Agricultural
Commodity
Exchange Project (COMEX) in Russia
Team Report, Executive Summary
The Russian Agricultural Commodity Exchange Program (COMEX) began in early 1994 and continues through 1996. The last of the Russian workshops was held in October/November 1995 and the US short courses in April 1996. A directory of Russian traders was published the same month. Still remaining to be completed is the Russian-language grain trading manual, a project which has yet to reach draft form (see below) but which is planned to be published by year-end 1996.
Because of the rapidly changing status of the Russian grain trading system, the project was run on an ad hoc approach. Initially designed to support the development of nascent commodity exchanges, it soon became apparent that those markets were not functioning. What was meant to be futures trading was, in reality, cash trading. Most commodity exchanges were privately owned and became, more then anything, sources for information on grain trade. All these have disappeared and today there is no active agricultural commodity exchange operating in Russia. Indeed, the lack of a general legal framework for most commercial and business operations and a weak rule of law handicap the creation of any industry-wide institution in the grain sector.
The ad hoc approach of the COMEX project was both its strength and weakness, allowing for flexibility in developing new projects to meet Russia's needs but also leading to imprecise strategies, goals, and responsibilities. The project succeeded best with personal contact.

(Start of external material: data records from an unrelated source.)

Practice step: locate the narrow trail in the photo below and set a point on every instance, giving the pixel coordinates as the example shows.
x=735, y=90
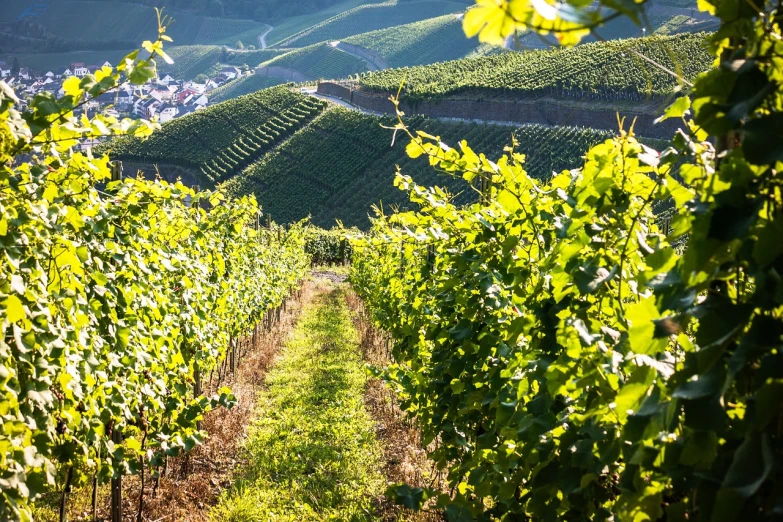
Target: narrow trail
x=312, y=452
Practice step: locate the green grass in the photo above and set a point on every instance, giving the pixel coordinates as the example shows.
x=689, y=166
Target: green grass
x=311, y=454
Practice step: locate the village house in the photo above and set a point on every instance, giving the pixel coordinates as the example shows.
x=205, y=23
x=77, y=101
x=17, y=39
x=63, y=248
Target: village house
x=230, y=72
x=167, y=113
x=79, y=69
x=63, y=72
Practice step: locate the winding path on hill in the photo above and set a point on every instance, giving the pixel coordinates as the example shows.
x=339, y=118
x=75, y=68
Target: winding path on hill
x=374, y=61
x=262, y=37
x=543, y=110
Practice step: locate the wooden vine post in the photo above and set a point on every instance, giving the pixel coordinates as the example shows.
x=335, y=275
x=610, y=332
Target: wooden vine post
x=116, y=483
x=116, y=171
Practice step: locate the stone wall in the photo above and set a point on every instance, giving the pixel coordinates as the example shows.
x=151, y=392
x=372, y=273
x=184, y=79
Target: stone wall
x=170, y=173
x=546, y=112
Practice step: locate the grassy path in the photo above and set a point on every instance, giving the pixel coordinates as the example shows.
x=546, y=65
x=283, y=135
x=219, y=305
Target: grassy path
x=311, y=454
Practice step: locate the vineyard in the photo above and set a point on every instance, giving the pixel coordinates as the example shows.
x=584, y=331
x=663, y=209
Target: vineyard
x=297, y=24
x=371, y=17
x=123, y=316
x=353, y=165
x=191, y=60
x=604, y=71
x=219, y=141
x=253, y=58
x=122, y=21
x=320, y=61
x=429, y=41
x=242, y=86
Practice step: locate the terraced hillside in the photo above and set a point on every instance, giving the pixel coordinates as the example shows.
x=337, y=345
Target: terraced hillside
x=371, y=17
x=419, y=43
x=242, y=86
x=614, y=70
x=121, y=21
x=218, y=142
x=344, y=162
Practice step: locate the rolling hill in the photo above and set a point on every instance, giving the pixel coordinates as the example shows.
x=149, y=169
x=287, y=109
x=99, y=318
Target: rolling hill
x=371, y=17
x=419, y=43
x=218, y=142
x=301, y=158
x=94, y=21
x=345, y=162
x=614, y=70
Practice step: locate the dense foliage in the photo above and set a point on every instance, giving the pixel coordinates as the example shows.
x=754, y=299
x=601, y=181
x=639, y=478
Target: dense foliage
x=369, y=17
x=327, y=247
x=115, y=297
x=130, y=22
x=313, y=454
x=222, y=139
x=565, y=361
x=606, y=70
x=343, y=163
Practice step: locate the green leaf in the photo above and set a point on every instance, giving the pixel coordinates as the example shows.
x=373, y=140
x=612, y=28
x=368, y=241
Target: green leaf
x=642, y=331
x=14, y=309
x=678, y=109
x=411, y=498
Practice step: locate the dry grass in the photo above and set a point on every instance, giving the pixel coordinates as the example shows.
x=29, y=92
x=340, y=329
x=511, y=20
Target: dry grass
x=405, y=460
x=193, y=483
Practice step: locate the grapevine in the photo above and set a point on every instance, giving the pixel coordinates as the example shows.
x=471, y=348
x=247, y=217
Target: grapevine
x=116, y=296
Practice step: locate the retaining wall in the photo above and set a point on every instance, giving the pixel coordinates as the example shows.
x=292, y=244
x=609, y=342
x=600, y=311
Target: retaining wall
x=170, y=173
x=546, y=112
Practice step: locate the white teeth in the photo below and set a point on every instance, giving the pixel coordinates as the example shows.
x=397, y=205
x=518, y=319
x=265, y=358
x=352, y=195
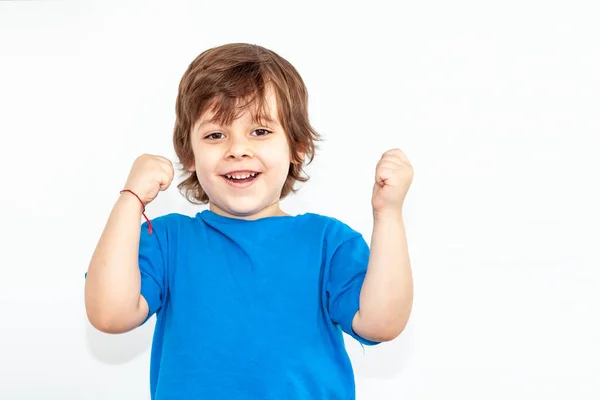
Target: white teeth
x=240, y=176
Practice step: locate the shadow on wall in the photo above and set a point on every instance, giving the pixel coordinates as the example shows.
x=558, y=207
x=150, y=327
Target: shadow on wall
x=383, y=361
x=122, y=348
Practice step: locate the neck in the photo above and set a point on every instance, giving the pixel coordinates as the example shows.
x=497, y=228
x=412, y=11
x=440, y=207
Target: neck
x=270, y=211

The USDA asked the COMEX organizers to use the Institute of World Economy and International Relations (IMEMO). a Russian thinktank with diverse responsibilities. Its agribusiness center coordinated COMEX operations in Russia as well as performing other tasks for other international donors.
Major Successes
Overall, there is no question that the COMEX project yielded important results in:
Technical Assistance
The COMEX project, in cooperation with other international donor agencies, assisted in developing a variety of institutions, with varied results. Once it became apparent that Russian agricultural commodity exchanges were not functioning, COMEX shifted direction to encourage private enterprise to develop a more competitive grain industry and the skills of a core group of traders and other experts in the channel. The emergence of private grain traders brought less stability to the domestic market and created trading problems with contracts, standards, certification and phytosanitary issues, all areas that COMEX addressed. The project advised the RGU, and attempted to develop information services in St. Petersburg. In particular, COMEX:
These achievements and tasks were not easy. The byzantine nature of the industry, the vastness of the Russian geography with regional disparities and conditions difficult to comprehend, shifting political and business relationships, a rapidly changing economy and, in some cases, outright corruption, complicated COMEX's responsibilities. Understanding these conditions was difficult enough, but the lack of any permanent American presence in Russia complicated it more. The "Resident Adviser," Mr. Matthies, was not resident at all, coming and going on periodic visits. His participation ended early. When in Russia, he worked on an unusual part-time basis, his responsibility based upon deliverables rather then on days. While his knowledge and input contributed immeasurably to the success of the project, the lack of a full-time expert in Russia for a contract this size limited its potential.
The RAA, Dmitri N. Rylko, also contributed strongly to the project's knowledge, but it took time for confidence and responsibilities to develop on both sides. Furthermore, COMEX was administered in the United States on a part-time basis by experts with other significant responsibilities. To be clear: all of the participants were knowledgeable and contributed to the above listed project successes. Nonetheless, the slow awareness of rapidly developing conditions and the difficulties in extending networks outside of IMEMO's circle, detracted from achievements. This became a greater problem towards the project's end when the RA was removed and the COMEX presence in Moscow was reduced.
In a rapidly changing environment, with other international agencies overlapping in the same area and without a constant presence for gathering information, there are doubts as to the wisdom of some assistance. For example, relatively late in the project, in February and May 1995, planning documents show that COMEX continued to focus its efforts to provide support to the Moscow, Samara and Krasnodar commodity exchanges. By then, the importance of commodity exchanges had already begun to fade. Similarly, as Russian institutions develop, the support of one institution over another, such as the Grain Union, has important political implications.
The last months of the project saw a shift in emphasis from attempts to directly influence the Russian agricultural trade to more benign activities. Aside from the last short course in the United States, the RA was withdrawn and the activities of the RAA, lessened. More academic activities were put in their stead, notably the preparation of the grain traders manual.
The grain traders' manual, "Russian Grain Marketing" could not be assessed completely. Rough drafts and information from Russian sources are currently being reviewed and initial working drafts have yet to be written. Significant doubts exist as to the wisdom of such a work in such a vague and transitory period, especially with the removal of the "Resident adviser" role in Moscow. The work, over a year in preparation, researched in Russian, translated, written and retranslated into Russian, risks being dated before it is published.
A "Training the Trainer" program was originally envisaged to train two or three people over the longer-term at American universities. They were to return home to serve as a basis for an agricultural extension service. No suitable candidate was found to participate because most Russian agricultural experts could not afford the time away from what is a rapidly evolving industry. Secondly, no Russian institution could be found to continue the extension training.